Wie viel eine Ausweitung des Angebots auf den gesamten Landkreis Neu-Ulm kosten würde, kann der Donau-Iller-Nahverkehrsverbund (Ding) momentan noch nicht genau sagen. „Das ist eine extrem komplizierte Rechnung“, sagte Pressesprecher Markus Zimmermann. Denn die Fahrgastzahlen würden nicht nach Wochentagen und Gebietskörperschaften ermittelt, sondern nach Linien und Verkehrsunternehmen. Während im Stadtgebiet Ulm und Neu-Ulm hauptsächlich die SWU Verkehr für die Fahrleistungen zuständig ist, sind es im Landkreis mehr als ein Dutzend Unternehmen, darunter die Bahn. Es gibt mehr als 50 Buslinien, die selbstverständlich kreis- und länderübergreifend verlaufen. Je nach Zielort gelten unterschiedliche Preisstufen. Im gesamten Ding-Gebiet – dazu zählen Ulm, der Alb-Donau-Kreis, der Kreis Neu-Ulm und der Kreis Biberach – wurden 2018 etwa 63 Millionen Fahrgäste gezählt. Nach Angaben des Landratsamts waren es im Kreis Neu-Ulm etwa 8,75 Millionen. Zahlen für einzelne Wochentage liegen bislang nicht vor.
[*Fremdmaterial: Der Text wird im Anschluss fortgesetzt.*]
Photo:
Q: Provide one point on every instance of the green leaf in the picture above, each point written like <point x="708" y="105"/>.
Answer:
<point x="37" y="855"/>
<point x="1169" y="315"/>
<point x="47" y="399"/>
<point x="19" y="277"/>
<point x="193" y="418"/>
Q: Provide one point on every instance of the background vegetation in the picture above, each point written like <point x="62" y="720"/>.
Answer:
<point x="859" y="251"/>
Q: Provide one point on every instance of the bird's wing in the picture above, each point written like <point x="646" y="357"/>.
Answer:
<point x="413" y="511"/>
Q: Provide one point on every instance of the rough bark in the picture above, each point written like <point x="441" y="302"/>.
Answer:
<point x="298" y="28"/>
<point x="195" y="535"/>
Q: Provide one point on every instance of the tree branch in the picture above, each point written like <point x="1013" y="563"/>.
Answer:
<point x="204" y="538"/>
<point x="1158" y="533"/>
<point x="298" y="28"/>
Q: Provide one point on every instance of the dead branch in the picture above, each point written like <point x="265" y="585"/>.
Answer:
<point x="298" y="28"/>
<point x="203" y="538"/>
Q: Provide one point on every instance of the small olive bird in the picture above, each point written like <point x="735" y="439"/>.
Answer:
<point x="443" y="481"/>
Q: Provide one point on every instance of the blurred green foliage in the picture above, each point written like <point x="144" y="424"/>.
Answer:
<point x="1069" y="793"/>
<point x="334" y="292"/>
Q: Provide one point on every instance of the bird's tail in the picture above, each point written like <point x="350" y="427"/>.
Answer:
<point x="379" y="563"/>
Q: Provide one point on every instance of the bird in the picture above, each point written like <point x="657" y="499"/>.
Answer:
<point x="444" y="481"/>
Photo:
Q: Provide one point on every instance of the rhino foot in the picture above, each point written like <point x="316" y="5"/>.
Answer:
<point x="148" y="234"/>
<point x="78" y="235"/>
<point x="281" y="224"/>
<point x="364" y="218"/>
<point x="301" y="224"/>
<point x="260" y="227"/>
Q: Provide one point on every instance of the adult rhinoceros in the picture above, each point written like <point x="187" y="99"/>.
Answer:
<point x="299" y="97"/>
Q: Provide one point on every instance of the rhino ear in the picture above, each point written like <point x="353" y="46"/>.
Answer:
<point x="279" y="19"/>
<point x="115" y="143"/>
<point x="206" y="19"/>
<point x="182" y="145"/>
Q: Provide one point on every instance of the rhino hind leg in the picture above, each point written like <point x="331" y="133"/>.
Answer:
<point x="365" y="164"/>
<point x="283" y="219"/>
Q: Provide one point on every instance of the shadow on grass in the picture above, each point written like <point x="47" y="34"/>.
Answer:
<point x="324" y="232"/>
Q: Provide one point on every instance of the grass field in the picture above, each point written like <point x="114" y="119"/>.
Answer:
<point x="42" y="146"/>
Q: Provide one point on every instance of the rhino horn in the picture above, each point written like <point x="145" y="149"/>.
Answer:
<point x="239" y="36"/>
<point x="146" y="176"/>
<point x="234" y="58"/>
Der Verkehrsverbund DING rechnet mit einem sechsstelligen Betrag

Der Nahverkehrsverbund Ding kann deshalb bislang erst eine Schätzung der möglichen Kosten abgeben: „Wir gehen davon aus, dass es sich für den Kreis Neu-Ulm um einen sechsstelligen Betrag handelt“, sagte Markus Zimmermann. Da das ÖPNV-Netz in der Doppelstadt wesentlich dichter ist als im restlichen Landkreis Neu-Ulm, dürften die Kosten deutlich unter dem liegen, was die Stadt Ulm bislang zahlt. Ob es aber 300000 Euro sind oder eher 500000, muss der Verbund erst noch ausrechnen – wenn der Kreistag das will.